For sickest patients with COVID, struggle for recovery begins with emergency care
Published on Monday, August 10, 2020
By: Ruth Cummins, email@example.com
Dr. Kendall McKenzie can quickly describe what he finds most daunting about leading an Adult Emergency Department brimming with patients with COVID-19.
“The most challenging days so far, and what I also project that is not going to end any time soon, are the days where all of our designated COVID rooms are occupied, and additional patients who are either known positive or unknown come in,” said McKenzie, chair of Emergency Medicine at the University of Mississippi Medical Center.

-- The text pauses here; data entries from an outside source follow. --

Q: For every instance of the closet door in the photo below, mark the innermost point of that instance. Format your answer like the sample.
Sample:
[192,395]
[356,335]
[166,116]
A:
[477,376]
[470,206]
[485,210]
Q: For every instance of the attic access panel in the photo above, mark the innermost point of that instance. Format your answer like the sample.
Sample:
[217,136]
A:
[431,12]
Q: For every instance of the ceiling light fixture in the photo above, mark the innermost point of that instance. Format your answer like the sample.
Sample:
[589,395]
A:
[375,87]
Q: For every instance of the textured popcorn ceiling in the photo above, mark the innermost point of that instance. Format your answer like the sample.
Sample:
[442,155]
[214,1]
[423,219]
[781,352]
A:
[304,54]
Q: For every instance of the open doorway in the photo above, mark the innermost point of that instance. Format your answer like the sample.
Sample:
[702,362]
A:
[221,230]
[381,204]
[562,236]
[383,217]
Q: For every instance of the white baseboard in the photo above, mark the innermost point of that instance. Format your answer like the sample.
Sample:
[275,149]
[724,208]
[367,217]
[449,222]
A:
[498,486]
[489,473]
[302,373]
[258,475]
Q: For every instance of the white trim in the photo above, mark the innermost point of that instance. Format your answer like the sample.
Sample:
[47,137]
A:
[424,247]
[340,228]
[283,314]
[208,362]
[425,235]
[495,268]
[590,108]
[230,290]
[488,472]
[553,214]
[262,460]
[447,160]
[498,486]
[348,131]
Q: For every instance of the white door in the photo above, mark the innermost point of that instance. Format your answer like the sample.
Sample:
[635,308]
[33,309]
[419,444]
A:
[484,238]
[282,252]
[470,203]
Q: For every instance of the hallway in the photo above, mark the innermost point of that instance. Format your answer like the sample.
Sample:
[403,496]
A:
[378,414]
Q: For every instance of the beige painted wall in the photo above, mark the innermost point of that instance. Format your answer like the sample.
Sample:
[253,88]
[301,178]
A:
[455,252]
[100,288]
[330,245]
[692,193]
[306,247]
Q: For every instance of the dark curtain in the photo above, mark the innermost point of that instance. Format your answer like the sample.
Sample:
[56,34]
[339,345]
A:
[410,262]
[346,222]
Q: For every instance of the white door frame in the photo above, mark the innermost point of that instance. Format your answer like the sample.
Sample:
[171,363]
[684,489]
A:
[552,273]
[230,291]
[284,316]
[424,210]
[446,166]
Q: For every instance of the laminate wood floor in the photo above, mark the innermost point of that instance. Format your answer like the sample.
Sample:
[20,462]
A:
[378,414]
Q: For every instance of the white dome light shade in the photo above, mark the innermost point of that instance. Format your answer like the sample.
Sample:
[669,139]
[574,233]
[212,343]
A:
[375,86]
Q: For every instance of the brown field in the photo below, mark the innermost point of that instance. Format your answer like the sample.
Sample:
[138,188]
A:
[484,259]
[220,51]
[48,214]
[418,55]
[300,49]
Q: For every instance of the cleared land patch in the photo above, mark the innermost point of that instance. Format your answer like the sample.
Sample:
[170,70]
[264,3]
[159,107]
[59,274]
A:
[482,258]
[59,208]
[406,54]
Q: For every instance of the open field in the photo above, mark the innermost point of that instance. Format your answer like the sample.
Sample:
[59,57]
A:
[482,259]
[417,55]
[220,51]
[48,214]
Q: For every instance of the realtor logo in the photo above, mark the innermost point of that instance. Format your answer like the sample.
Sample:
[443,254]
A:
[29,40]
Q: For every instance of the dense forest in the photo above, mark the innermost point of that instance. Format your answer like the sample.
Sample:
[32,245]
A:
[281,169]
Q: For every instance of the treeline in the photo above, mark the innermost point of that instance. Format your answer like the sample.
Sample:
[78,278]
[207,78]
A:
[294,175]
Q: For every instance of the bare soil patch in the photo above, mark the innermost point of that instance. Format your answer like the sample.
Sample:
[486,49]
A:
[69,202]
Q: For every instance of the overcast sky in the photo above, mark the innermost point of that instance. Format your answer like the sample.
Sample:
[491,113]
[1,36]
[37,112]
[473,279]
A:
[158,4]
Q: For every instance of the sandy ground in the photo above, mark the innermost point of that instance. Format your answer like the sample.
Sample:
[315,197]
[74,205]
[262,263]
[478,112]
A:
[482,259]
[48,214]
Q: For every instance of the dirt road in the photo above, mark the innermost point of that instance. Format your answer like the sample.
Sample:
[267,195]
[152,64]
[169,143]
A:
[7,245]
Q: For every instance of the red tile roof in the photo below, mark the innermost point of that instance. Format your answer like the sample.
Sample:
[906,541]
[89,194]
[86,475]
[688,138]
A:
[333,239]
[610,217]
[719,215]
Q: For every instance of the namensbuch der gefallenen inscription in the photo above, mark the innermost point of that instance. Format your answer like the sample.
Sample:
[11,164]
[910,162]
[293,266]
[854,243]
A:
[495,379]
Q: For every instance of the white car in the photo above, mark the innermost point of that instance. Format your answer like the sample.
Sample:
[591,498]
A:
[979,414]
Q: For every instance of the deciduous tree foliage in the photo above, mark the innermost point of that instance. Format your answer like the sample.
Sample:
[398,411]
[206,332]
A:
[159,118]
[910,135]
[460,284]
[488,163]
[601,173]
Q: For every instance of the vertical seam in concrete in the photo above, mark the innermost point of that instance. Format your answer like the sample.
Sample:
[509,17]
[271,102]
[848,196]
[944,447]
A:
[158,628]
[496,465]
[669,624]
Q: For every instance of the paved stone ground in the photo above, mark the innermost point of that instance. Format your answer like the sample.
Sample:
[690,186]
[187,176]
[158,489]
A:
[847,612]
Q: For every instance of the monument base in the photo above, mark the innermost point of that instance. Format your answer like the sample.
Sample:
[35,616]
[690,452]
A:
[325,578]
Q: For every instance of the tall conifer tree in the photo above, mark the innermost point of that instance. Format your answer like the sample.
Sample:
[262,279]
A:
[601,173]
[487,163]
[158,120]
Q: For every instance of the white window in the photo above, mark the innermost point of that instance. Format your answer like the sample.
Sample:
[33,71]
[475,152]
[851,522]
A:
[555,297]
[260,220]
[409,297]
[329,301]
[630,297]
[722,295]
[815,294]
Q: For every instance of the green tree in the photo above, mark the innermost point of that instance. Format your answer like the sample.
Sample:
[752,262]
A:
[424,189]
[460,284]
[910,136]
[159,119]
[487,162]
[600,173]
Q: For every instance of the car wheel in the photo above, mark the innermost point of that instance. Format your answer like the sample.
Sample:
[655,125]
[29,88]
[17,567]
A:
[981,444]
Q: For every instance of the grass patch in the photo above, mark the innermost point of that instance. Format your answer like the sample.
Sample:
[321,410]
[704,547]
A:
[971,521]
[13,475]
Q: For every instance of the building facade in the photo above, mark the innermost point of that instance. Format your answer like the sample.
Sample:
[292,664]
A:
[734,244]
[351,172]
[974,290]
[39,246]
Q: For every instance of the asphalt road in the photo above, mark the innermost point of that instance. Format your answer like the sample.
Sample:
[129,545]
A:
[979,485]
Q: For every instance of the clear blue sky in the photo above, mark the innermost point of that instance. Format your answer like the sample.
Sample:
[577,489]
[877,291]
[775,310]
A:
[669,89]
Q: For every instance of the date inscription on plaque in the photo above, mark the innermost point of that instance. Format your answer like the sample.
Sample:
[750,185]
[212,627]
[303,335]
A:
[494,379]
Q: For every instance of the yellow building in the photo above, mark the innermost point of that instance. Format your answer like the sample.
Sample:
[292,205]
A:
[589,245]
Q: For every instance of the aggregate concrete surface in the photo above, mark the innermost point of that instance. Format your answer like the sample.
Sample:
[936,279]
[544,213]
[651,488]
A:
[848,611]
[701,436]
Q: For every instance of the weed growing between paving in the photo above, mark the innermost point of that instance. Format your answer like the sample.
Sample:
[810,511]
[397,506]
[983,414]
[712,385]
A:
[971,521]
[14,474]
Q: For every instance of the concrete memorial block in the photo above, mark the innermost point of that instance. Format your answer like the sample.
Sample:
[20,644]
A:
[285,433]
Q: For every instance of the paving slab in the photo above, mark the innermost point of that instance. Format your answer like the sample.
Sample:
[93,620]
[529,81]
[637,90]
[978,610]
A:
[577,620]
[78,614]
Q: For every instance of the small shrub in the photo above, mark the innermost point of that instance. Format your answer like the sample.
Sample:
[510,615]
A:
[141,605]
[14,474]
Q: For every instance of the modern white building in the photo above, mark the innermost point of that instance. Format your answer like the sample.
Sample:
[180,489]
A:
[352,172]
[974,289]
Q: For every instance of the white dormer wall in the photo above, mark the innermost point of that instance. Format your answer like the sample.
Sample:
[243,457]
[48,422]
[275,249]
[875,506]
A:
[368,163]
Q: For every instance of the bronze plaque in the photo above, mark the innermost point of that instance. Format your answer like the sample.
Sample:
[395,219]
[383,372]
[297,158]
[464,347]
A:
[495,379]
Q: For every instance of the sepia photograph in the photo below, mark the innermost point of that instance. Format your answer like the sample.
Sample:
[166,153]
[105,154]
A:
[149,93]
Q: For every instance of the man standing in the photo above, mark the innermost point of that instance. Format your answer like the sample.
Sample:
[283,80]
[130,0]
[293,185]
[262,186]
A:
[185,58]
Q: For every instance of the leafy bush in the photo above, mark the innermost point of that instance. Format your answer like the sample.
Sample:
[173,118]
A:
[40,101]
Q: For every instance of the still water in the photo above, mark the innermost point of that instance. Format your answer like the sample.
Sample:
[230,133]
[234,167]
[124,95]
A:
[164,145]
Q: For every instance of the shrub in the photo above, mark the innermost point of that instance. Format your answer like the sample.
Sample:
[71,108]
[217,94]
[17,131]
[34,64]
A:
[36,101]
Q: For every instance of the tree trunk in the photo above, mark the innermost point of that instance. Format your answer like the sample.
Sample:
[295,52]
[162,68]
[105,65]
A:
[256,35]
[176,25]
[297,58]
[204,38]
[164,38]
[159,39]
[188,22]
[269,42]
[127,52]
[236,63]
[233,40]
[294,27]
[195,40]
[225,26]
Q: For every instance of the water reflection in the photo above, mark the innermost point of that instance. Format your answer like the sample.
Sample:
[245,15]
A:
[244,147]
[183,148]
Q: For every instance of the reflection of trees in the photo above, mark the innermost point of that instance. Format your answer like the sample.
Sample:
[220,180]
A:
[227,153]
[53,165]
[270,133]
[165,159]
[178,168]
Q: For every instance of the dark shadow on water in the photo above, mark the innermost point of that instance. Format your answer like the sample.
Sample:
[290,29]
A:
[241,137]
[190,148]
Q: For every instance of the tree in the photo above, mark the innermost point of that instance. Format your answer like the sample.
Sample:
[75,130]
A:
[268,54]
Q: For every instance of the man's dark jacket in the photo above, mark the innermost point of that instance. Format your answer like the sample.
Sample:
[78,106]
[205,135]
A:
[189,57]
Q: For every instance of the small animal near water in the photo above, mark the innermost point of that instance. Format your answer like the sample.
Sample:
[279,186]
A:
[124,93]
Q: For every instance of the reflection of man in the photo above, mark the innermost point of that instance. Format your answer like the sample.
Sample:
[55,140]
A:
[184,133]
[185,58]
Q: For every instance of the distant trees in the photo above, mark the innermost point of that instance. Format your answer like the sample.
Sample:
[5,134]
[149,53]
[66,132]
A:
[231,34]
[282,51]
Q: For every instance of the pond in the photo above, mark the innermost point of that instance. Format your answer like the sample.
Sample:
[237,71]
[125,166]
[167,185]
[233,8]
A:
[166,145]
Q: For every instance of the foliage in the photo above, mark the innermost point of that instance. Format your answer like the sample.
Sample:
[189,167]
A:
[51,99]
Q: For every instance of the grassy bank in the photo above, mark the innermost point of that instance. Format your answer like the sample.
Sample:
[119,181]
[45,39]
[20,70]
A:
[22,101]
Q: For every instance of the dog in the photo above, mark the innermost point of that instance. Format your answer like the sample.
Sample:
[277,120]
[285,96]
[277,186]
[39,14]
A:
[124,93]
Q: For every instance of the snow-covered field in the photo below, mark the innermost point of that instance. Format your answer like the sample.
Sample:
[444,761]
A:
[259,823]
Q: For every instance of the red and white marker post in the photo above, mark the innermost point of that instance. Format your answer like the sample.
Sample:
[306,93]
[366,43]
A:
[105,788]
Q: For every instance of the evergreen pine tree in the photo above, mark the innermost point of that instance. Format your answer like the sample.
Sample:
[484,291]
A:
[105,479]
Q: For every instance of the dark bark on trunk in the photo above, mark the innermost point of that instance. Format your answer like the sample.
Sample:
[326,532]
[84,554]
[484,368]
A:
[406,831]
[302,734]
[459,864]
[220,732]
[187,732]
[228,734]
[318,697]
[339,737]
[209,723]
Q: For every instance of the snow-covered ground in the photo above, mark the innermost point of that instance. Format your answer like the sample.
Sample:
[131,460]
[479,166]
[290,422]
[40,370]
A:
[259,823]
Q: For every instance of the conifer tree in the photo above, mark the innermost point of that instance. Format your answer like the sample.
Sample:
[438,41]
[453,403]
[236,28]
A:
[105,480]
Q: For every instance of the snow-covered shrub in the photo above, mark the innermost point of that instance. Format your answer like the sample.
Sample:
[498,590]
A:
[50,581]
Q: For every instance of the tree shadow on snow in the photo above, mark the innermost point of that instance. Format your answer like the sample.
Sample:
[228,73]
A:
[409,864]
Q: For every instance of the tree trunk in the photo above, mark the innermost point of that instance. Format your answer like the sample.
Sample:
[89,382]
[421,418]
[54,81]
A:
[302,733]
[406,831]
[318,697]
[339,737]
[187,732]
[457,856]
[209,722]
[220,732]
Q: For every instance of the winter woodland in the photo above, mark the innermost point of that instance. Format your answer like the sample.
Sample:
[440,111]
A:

“You have the logistical challenge of finding a space to start treating those patients. Those are the most anxiety-provoking times,” he said. “You want to limit that person’s exposure to patients and employees, and to be as safe as possible, but there are physical limitations when we are so full.
“You have to survey the scene and figure out, in the moment, what changes you will make – where you will put patients, and how you will take care of them.”
Most days, the Adult ED is full and then some. Of the 52 total beds, 11 are reserved solely for confirmed or suspected patients with COVID. The overflow patients are cared for in 12 acute care beds.
The overflow after that go anywhere there’s room. And on any given day, 15 of those 52 beds – on some days, 30-plus beds – are taken up by patients, COVID or not, who are waiting hours or even a day or two for a bed in a hospital that stays at capacity. That greatly impacts the availability of beds for ED patients still waiting for treatment.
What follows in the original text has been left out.